Debbie Blank The Herald-Tribune
The Batesville Herald-Tribune
---- — Batesville High School senior Evan Prunty believes it’s “real important” to get more area residents interested in music by bringing live shows here.
Recently he has collaborated with Gibson Theatre owner Kim Powell on three shows in January, June and July. The first and last concerts featured four bands while the middle one boasted a whopping seven and lasted from 9 p.m.-1 a.m. “That was an interesting situation,” trying to switch out the musical and sound gear for each group without giant pauses in between. “Even a venue with more experience than us would have had trouble,” he maintains.
The sounds have been diverse, but mostly alternative. Through the band Hawthorne Heights, getting ready for a national tour, he met musicians in Follow Me Forward, “really nice guys ... they’ve connected me with different people.” While the majority of groups have been from Indianapolis, others drove to Batesville from Fort Wayne, Cleveland, Wisconsin and even Nebraska. Follow Me Forward and The Day After have played twice, the others just once. “All the bands really enjoyed it,” the teen reports.
He got the word out on Facebook, posters and the theater marquee.
About 100 stood in front of the Gibson stage at each show, according to Powell.
“The Gibson made no money off of the shows ... I didn’t do it for that,” the owner says, but rather to provide youth with a safe place to socialize. “If they’re in the Gibson having a good time, they’re not doing something they shouldn’t be on the outside.”
He reflects, “These are good kids. I really enjoyed working with them. We have had no trouble whatsoever. They did all their own advertising. They cleaned up afterwards. I could tell when Evan and his band came in, they were in it for the music and to have a good time and put on a show for the kids. There were adults there, too.”

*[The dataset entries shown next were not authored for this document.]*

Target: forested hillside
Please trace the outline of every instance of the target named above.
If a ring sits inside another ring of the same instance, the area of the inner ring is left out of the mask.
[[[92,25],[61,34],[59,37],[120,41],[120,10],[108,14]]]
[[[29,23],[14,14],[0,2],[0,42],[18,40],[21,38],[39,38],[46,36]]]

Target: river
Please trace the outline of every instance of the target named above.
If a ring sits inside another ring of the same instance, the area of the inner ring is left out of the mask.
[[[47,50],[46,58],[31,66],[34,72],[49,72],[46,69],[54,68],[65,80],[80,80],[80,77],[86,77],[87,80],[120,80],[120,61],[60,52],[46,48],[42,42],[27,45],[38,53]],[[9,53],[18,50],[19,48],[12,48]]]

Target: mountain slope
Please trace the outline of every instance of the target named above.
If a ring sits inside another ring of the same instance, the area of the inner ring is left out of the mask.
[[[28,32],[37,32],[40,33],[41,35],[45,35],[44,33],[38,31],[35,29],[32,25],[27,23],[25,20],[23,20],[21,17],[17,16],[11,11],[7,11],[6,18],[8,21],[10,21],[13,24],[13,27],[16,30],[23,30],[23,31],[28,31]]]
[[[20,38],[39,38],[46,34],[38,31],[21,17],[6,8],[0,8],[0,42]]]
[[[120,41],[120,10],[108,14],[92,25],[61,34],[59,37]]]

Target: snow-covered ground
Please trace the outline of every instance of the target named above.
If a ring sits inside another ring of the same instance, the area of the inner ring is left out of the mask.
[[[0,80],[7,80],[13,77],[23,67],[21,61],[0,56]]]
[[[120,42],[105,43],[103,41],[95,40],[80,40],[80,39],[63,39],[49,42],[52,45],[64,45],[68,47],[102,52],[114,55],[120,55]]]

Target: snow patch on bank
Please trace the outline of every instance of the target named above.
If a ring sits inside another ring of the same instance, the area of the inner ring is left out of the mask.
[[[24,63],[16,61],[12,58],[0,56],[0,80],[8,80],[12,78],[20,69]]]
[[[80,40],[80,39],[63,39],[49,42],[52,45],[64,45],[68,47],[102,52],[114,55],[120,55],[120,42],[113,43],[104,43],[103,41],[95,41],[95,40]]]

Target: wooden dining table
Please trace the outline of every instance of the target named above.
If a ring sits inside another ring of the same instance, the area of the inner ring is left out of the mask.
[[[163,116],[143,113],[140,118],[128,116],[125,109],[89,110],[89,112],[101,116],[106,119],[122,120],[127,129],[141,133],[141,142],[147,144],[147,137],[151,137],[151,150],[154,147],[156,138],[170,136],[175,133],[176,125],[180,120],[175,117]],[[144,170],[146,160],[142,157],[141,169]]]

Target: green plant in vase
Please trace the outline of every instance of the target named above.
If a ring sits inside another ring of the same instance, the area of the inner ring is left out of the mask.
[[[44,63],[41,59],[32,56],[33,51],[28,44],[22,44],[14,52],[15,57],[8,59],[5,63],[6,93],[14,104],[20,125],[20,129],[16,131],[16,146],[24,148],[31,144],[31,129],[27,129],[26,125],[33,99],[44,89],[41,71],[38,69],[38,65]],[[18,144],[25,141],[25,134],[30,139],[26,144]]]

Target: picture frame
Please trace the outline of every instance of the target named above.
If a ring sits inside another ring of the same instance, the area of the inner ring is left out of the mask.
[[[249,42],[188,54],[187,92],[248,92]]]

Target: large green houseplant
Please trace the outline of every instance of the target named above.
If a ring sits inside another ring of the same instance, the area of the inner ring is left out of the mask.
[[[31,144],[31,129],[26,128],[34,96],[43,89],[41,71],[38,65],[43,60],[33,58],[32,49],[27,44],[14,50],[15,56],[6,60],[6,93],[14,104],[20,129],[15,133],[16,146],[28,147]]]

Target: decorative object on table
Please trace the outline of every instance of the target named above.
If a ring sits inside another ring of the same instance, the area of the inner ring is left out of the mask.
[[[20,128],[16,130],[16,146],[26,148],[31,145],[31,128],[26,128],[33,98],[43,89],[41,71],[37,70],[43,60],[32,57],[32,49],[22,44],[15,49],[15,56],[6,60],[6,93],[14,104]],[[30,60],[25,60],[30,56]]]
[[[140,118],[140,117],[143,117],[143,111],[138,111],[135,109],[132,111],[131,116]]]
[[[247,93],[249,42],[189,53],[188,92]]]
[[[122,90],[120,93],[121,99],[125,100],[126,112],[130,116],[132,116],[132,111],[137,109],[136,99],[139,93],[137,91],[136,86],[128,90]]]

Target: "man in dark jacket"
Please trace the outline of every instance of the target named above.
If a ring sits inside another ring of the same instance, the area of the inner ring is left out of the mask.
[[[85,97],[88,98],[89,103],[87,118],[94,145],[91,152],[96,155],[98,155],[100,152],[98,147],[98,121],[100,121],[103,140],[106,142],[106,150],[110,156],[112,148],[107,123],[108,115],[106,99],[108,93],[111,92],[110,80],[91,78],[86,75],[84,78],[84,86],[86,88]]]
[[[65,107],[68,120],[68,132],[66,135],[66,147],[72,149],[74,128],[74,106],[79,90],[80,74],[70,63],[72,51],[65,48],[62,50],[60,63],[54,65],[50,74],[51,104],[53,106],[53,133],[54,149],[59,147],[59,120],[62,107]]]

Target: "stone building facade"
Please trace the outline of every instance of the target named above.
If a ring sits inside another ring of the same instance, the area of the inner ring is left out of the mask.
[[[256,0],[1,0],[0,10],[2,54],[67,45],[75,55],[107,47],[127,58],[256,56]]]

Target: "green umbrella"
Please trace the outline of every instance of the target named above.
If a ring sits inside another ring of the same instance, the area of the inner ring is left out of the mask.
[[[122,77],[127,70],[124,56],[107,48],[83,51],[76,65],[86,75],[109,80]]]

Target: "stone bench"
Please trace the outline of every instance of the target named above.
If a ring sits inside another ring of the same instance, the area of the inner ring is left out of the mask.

One of the concerts showcased all Christian music. PowelI observes, “It amazed me that he got kids that would come to a show like that. One band from quite a ways away – they were awesome,” hanging out and talking with Powell and an employee. “You just don’t see that these days. You get a good hope for the future when you run into kids like that.”
Powell and Prunty are e-mailing back and forth about future shows.
Meanwhile, the senior is busy with school and his latest alternative band, Home For Vacation. The guitarist enjoys creating music with three BHS juniors, pianist Peter Heil, bassist Christian Hopkins and drummer Stanley Fryman. “We do a lot of acoustic stuff, too.” At a recent Walhill Farm date, they played a mix of originals and covers, including “The A Team” by Ed Sheeran.
He’s especially proud of Home For Vacation’s original tune “Count.” According to Prunty, “I wrote the words, Peter wrote the music.” The soft piano and guitar piece “is about a person in a relationship who pays attention to the smaller details: ‘You count the days, I’ll count the heartbeats, you count the miles, I’ll move the inches, you forget the hours, I remember the seconds.’ It’s kind of a sad song. At the end, it says everyone deserves a second chance. We like to write songs you can relate to.”
The Cleveland native, who has lived in Batesville since first grade, says, “We got offered to play at Thompson House in Newport (Ky.),” but the group usually performs around here. “I just want to be prepared.”
The only child of Bill and Cindy Prunty began playing music with the encouragement of former band director Adam Kruse, first a saxophone in fourth and fifth grades. He switched to guitar when Kruse offered “really nice” after school guitar classes. “I play drums, but not well.”
After participating in the Batesville Middle School choir in sixth and seventh grades, he is still working on his singing voice. “You just have to have confidence in yourself.” The student practices music “every chance I get. It’s a good stress reliever.”
Prunty, who turns 18 Aug. 30, is already signed up to vote. He looks forward to seeing Hawthorne Heights (please see related article) perform at Bogart’s, Cincinnati, Oct. 8 as part of the Scream it Like you Mean it Tour. When asked about pastimes, the teen reports, “I like doing a lot of things with video” and taking nature photos.
A year from now he will be in college, perhaps at the University of Cincinnati, majoring in business and electronic media (video and sound production).
Music will remain an ambition. “It’s a lot of fun whether it’s a more serious band setting, or myself and a few friends playing. It’s a good thing to have in your life.”